IOC probes ticket scandal
International Olympic officials have opened a high-level investigation into allegations that authorised representatives in more than 50 countries - including a national Olympic committee - were involved in selling London Olympics tickets on the black market for profit.
The International Olympic Committee, convened an emergency session Saturday to discuss a dossier of evidence presented to it by Britain's Sunday Times. The newspaper published an investigation Sunday claiming that officials have been offering tickets for the July 27-August 12 games, including sought-after events such as the men's 100m final, at vastly inflated prices.

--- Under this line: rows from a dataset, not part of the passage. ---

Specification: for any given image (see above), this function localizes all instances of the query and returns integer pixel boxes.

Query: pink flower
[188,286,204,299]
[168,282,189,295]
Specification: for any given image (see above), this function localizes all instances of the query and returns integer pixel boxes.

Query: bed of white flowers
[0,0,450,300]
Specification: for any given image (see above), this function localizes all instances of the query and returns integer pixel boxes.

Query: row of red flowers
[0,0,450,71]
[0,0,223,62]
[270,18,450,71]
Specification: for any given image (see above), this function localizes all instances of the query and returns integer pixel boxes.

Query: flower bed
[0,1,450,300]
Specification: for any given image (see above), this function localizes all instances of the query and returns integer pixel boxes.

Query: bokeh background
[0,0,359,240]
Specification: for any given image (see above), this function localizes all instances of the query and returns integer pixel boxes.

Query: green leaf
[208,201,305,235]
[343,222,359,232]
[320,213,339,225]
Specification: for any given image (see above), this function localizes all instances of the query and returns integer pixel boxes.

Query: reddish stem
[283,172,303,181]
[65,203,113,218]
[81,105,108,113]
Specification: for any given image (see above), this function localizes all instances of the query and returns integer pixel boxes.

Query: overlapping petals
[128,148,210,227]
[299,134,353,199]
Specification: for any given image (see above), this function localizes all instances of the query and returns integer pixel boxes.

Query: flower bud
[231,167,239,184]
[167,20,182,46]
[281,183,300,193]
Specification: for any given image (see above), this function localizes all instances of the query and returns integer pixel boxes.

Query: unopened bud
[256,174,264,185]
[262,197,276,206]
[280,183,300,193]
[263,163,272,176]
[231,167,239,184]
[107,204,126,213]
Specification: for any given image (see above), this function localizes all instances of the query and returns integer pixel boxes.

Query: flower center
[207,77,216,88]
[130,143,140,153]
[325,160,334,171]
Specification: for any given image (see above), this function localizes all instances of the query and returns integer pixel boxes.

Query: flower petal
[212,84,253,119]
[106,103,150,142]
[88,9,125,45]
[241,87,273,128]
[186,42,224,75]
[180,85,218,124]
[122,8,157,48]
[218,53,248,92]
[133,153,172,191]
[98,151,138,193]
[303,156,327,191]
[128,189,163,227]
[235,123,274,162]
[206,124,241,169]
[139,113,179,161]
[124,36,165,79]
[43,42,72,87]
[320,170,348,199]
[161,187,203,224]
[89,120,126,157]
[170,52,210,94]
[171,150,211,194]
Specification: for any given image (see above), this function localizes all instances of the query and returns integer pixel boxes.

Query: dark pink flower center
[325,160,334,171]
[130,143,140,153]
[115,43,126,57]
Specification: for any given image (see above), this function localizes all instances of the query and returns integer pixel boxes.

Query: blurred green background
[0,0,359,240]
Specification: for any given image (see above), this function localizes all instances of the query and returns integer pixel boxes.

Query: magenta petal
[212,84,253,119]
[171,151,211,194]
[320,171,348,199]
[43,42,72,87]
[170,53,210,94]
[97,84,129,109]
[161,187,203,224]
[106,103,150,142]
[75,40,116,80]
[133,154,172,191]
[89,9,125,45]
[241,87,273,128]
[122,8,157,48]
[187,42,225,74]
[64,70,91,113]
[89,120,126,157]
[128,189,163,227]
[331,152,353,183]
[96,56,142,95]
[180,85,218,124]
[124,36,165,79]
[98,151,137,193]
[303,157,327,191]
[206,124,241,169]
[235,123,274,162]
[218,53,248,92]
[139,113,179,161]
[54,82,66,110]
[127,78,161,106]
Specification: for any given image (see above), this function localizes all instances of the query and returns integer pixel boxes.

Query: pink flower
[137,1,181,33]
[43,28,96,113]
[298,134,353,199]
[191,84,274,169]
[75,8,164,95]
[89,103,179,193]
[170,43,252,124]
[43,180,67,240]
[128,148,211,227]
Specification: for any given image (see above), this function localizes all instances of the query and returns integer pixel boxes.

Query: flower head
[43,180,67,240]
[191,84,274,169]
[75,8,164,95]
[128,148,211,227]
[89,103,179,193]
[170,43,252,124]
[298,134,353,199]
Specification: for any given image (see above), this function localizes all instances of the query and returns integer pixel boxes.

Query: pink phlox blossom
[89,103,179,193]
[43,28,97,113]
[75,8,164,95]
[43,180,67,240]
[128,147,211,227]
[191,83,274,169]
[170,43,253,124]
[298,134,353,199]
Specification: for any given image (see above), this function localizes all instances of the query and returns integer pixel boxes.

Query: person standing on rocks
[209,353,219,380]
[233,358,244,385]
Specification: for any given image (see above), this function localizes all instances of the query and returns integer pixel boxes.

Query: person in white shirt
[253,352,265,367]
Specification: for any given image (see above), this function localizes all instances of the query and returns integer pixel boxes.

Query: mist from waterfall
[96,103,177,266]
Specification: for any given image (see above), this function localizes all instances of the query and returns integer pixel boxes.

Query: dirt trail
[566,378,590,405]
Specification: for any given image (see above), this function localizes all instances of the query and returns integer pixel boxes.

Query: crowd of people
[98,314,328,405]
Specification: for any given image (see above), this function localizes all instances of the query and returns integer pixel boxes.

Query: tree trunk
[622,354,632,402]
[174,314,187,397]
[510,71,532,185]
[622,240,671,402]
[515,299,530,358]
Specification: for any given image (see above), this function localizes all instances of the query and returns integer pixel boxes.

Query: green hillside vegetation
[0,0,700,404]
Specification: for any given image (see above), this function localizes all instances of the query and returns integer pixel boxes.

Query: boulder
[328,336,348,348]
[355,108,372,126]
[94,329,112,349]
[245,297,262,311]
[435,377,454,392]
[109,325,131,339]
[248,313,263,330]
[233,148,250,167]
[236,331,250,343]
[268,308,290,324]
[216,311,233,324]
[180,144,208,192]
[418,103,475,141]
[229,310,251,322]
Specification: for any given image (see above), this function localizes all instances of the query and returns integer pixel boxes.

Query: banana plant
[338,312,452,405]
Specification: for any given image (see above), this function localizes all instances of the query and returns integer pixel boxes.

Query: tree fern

One of the most damaging allegations was against Spyros Capralos, the Greek Olympic Committee president and top organiser for the 2004 Athens Olympics.
He was quoted as saying he had "pulled strings" with London organising chairman Sebastian Coe to obtain an extra batch of premium tickets for official agents in Greece, on the pretext that demand in his country outstripped expectations.
The paper said Capralos acknowledged in talks with its undercover reporters that demand had actually been very low, and that many of the tickets were subsequently sold on to people outside Greece for profit.
The London organising committee said Capralos' alleged boasts of discussions with Coe were untrue.
Coe had told the Greek Olympic Committee that tickets were allocated in accordance with IOC ticketing policy, the London committee said.
"There was no further contact - either formal or informal - on this subject," it said in a statement.
Capralos was not immediately available for comment. A Greek Olympic Committee official, speaking on condition of anonymity because of the ongoing investigation, denied that anything untoward had taken place.